There were several reasons for using an enteric-coated cranberry extract. Proanthocyanidins are polyphenols and, as such, are strongly antioxidant. Like all antioxidants, they are rather unstable during processing and storage.28 Moreover, proanthocyanidins do interact with bacteria that colonize the stomach, like H. pylori.29 The possible presence of this strain in the stomachs of patients promptly reduces the proanthocyanidin content available to counteract E. coli and other colonic pathogen bacteria in the gut. Enteric coating provides a solution to these potential problems. Therefore, enteric coating protects the active agents from environmental instability and prevents dissolution, but at pH values of about 6.0–6.8, as found in the duodenum, solving the potential problem created by the possible presence of H. pylori. Last, but not least, enteric coating also minimizes loss of proanthocyanidins as a result of possible binding with proline-rich proteins in saliva and with biologic membranes on portions of enteric mucosa where proanthocyanidins are not absorbed in significant amounts.46
Despite the lack of randomization in this study, a clear-cut reduction in the LUTIs and bladder discomfort associated with pelvic irradiation was observed, with statistically significant differences in terms of dysuria, nocturia, and urinary frequency.
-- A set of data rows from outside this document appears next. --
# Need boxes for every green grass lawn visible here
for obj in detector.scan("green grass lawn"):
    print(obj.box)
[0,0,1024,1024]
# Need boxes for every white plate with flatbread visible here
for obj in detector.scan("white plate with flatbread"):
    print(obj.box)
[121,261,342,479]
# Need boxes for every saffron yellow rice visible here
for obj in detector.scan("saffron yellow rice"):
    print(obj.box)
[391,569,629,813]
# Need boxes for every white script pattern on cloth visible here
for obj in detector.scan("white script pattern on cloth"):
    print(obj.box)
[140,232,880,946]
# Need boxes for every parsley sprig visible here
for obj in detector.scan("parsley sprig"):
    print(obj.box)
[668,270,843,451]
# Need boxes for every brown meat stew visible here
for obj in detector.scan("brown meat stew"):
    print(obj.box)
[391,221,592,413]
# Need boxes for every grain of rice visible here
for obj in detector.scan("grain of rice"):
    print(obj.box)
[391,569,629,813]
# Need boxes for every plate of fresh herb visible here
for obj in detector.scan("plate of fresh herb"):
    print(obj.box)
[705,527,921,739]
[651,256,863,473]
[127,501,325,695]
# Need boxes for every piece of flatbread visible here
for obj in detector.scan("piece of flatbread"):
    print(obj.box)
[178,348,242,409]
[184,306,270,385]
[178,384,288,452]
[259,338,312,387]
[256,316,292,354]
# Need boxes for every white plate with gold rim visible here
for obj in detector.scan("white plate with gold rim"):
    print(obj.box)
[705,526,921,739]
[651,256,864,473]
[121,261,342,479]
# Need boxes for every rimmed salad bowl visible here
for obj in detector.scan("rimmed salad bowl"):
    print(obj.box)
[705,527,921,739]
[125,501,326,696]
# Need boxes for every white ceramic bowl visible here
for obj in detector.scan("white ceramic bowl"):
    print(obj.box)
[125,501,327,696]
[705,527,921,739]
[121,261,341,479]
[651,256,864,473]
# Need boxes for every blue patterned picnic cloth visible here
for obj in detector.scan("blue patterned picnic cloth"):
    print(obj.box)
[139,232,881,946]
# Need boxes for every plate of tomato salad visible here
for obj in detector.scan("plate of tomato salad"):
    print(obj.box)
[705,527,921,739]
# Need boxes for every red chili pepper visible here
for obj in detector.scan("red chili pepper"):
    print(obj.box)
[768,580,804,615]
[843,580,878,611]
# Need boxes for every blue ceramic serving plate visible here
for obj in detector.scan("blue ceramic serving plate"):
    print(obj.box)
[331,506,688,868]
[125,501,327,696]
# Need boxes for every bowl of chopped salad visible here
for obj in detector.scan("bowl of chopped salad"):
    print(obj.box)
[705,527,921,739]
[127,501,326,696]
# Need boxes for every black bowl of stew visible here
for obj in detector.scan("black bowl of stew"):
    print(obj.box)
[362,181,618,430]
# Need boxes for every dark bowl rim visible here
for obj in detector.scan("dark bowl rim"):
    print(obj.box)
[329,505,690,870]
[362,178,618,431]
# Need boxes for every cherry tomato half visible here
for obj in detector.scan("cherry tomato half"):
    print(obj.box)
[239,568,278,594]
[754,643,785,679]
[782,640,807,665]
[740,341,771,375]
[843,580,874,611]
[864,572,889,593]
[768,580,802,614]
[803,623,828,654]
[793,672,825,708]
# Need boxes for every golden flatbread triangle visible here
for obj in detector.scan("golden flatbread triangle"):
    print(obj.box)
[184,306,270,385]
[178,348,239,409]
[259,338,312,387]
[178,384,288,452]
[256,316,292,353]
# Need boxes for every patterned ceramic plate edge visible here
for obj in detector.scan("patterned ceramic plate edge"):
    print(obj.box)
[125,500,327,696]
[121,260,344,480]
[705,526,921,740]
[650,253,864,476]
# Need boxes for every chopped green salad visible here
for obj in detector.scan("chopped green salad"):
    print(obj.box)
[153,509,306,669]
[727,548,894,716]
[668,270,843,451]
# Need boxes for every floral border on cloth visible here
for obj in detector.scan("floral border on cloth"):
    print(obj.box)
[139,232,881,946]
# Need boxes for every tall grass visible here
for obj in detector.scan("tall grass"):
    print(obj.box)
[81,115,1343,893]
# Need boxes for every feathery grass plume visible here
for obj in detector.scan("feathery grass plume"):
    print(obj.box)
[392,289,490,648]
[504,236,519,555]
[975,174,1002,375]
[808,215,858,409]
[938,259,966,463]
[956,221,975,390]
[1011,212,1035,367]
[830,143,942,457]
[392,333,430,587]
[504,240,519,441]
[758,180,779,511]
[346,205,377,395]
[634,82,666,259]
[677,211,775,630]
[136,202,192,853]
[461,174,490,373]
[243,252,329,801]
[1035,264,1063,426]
It is possible that, because of its strong antioxidant properties, cranberry could attenuate actinic damage to the bladder mucosa, reducing the inflammatory process and, as a consequence, its symptoms. Full evaluation of this issue will require a further ad hoc study.
The authors thank Giovanni Appendino for reviewing the manuscript and Martino Recchia for statistical data processing.
The authors do not receive any kind of payment for writing this paper or in relationship with the issues described in the article.